If I go into a meeting with my boss and say that this is how it is, and there are no potential explanations as to why the US spends so much for comparatively mediocre results, I'll get laughed at as it is implausible on its face that the US healthcare system is perfectly optimized to provide good and accessible healthcare to all and that there are few/no areas of currently improvable methods that need to be improved.

If I wanted to argue that the combination of US population profile, implicit race/classism in health care access/effectiveness, screwed up medical school system capping the number of doctors, lifestyle choices and information asymetries have a significant explanatory power, that is a cluster of reasonably related and coherent arguments and understanding of the variance.

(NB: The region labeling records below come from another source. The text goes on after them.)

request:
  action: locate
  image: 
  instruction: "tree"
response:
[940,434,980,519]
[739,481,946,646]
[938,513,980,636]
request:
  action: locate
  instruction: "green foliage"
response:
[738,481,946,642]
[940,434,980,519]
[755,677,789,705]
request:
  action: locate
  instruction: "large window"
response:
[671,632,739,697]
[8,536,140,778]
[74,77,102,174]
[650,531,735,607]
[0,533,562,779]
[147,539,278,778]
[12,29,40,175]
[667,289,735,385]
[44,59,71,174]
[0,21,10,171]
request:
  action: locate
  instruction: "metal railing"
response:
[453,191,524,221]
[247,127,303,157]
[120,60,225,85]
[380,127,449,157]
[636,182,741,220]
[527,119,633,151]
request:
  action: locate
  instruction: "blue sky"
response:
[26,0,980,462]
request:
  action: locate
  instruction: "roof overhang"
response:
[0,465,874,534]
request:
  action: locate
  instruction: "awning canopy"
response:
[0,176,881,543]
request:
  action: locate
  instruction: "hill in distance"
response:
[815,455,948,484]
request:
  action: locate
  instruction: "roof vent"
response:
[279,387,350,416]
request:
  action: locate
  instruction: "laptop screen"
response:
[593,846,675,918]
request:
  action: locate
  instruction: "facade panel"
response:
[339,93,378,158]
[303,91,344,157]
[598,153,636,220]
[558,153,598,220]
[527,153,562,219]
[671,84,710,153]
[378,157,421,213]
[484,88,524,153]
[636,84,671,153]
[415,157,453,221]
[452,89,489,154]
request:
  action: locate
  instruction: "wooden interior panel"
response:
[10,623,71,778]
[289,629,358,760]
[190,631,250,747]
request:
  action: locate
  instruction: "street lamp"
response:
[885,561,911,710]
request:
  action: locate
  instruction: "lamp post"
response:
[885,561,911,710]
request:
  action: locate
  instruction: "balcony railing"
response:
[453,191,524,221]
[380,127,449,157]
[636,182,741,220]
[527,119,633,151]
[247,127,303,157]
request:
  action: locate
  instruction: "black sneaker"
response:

However my boss would ask me a very uncomfortable question at this point about non-US group similiarities and how they differ from the US. The first answer I would have to give is that the US is the only nation in this group that overwhelmingly relies on private insurance to pay for healthcare, and that this could skew incentives, and fragment the market and standards as well as produce significantly higher administrative costs that produce no real health outcomes.

So I don't think that shifting to single payer or a bastardized intermediate step towards single payer would just result in a wealth and volatility suppressing transfer to the bottom 90% of the country; although I am fine if that is the actual outcome. I think there are significant baseline and trend costs savings available as well as better outcomes.